Don't get me started on psy. seeing a depressed patient and diagnosing them as depressed.
And never even bothering to ask "Do you every have racing thoughts?" and a number of other such questions.
As a manic-depressive, I can say that is the usual route that psy. take.
They usually see the patient when he is in a depressed state, and so they diagnose the patient as depressed.
And if they miss-diagnose, they will miss-medicate, and the medicines they give will not treat, in this case, the mania.
I was miss-diagnosed for 20 years, and got an anti-depressant, but nothing to treat the mania.
When I was finally diagnosed right, they gave me something for the mania, also. In this case, it was Lithium.
The first time I took that, I felt like the air had been let out of an overtight balloon. I hadn't realized I had felt so tense for so long. I really wished I had been given the medicine sooner.
And so we hit the year 2016. Modern medicine. Right. They're still doing the same thing.
"I havnt actually been diagnosed by a Dr. for bipolar; but have had several doctors over the years, since 1995, prescribe various antidepressants for 'severe depressive disorder'"
Several doctors? You said several doctors? Since 1995? And it's now 2016? For 11 years they haven't gotten it right? You're making my case for me.
You also say,
"So maybe Ive been misdiagnosed and am bipolar vs just depression?"
Yeah, maybe you've been miss-diagnosed. Welcome to the club.

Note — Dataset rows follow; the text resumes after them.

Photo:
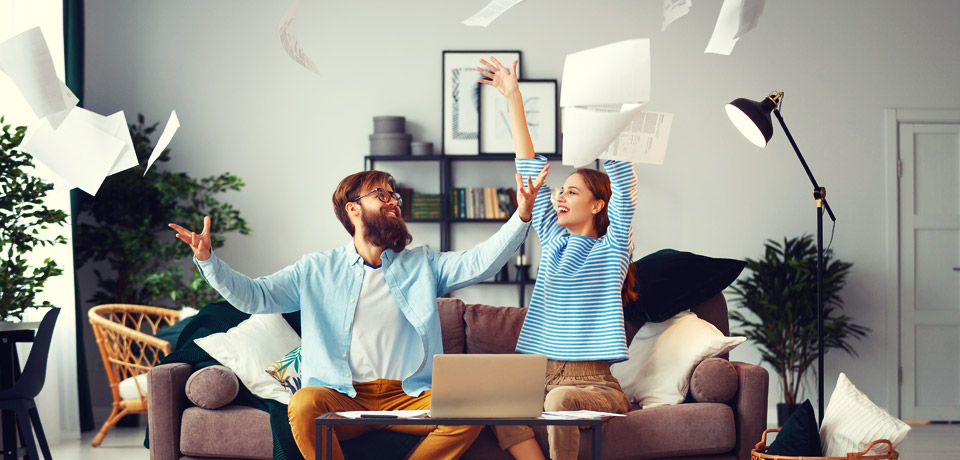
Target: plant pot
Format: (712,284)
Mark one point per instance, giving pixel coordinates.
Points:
(784,411)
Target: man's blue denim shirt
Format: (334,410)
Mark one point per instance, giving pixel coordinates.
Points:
(325,287)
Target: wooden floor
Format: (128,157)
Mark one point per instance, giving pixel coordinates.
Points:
(925,442)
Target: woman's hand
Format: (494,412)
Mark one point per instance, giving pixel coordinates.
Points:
(200,244)
(526,195)
(500,77)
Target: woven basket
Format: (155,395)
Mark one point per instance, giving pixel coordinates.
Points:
(758,452)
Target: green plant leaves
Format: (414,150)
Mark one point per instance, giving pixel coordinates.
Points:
(779,308)
(22,215)
(125,228)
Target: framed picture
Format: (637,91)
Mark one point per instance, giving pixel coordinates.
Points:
(539,106)
(461,98)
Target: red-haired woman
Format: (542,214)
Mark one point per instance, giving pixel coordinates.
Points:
(576,312)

"I just had a 3day occurrance where my moods went from extreme anger for no real reason, then sadness with 2 days of crying and wanting to die. Today, IM SO HAPPY!!! WHAT the heck! I went shopping to look for a green sweater because I HAVE TO matchMY NEW necklace, and I ended up trying on TWELVE green things, and buying four of them-this happening just 2 days after I was throwing away stuff because I didnt care about any of it!!!"
Well, you know, maybe print out your above comments on the mania and hand it to your psy. Or, take the psy. a copy of the symptoms of mania, and hand it to them and ask, "Well, do you think?" and see what their reaction is.
Your description of your buying spree pretty well says it all.
The fact that you've been able to look for and find a help line, sit down and write a coherent sentence is almost beyond belief. Being both the patient and the caretaker is very difficult.
You're in the 90th percentile.
" I have such biazarre adverse reactions to antidepressants, that I cannot take ANY of them....so now Ive been prescribed SAMe, and I had some of the same symptoms that I got with wellbutrin, paxil, and celexa."
Well, I was in a position one time of feeling I couldn't take any medicines, so I know a little bit of what that's like. Terror.
For depression, I take Mirtazapine anti-depressant. For mania, I take Lithium. Since you have a delicate system, and have had a neg. reaction to several meds, you might want to get a female psychiatrist.
I have one and I do feel more comfortable. Your choice. You might check around at Women's Health Centers, maybe out of a hospital or private group, and ask the director if she knows of a good female psychiatrist, or knows somebody who might.
You might look in the computer yellow pages for your hometown such a group under "Women's Health" and see what it says. I have never seen a psy. who specializes in bi-polar, they all mess it up equally well. It's a joke! No it's not.
Also, I had trouble with psy. meds for 6 months, we'll say, where because of various things, I was con. about taking them. I years later realized what could have done to get myself to take medicine I new I needed.
I could have, cut the first pill in half, or even 1/4th, to show myself that it wasn't going to kill me. If an hour or two later, I was doing OK, I could say, take another, say 1/4th. And just keep doing that until, if I was OK, I had taken the whole pill.
From the Mayo Clinic website, here are the symptoms for mania, one copy of which would be for your psychiatrist:
A manic episode is a distinct period of abnormally and persistently elevated, expansive or irritable mood that lasts at least one week (or less than a week if hospitalization is necessary). The episode includes persistently increased goal-directed activity or energy.
•A hypomanic episode is a distinct period of abnormally and persistently elevated, expansive or irritable mood that lasts at least four consecutive days.
For both a manic and a hypomanic episode, during the period of disturbed mood and increased energy, three or more of the following symptoms (four if the mood is only irritable) must be present and represent a noticeable change from your usual behavior:
•Inflated self-esteem or grandiosity
•Decreased need for sleep (for example, you feel rested after only three hours of sleep)
•Increased goal-directed activity (either socially, at work or school, or sexually) or agitation
•Doing things that are unusual and that have a high potential for painful consequences — for example, unrestrained buying sprees, sexual indiscretions or foolish business investments
To be considered a manic episode:
•The mood disturbance must be severe enough to cause noticeable difficulty at work, at school or in social activities or relationships; or to require hospitalization to prevent harm to yourself or others; or to trigger a break from reality (psychosis).
•Symptoms are not due to the direct effects of something else, such as alcohol or drug use; a medication; or a medical condition.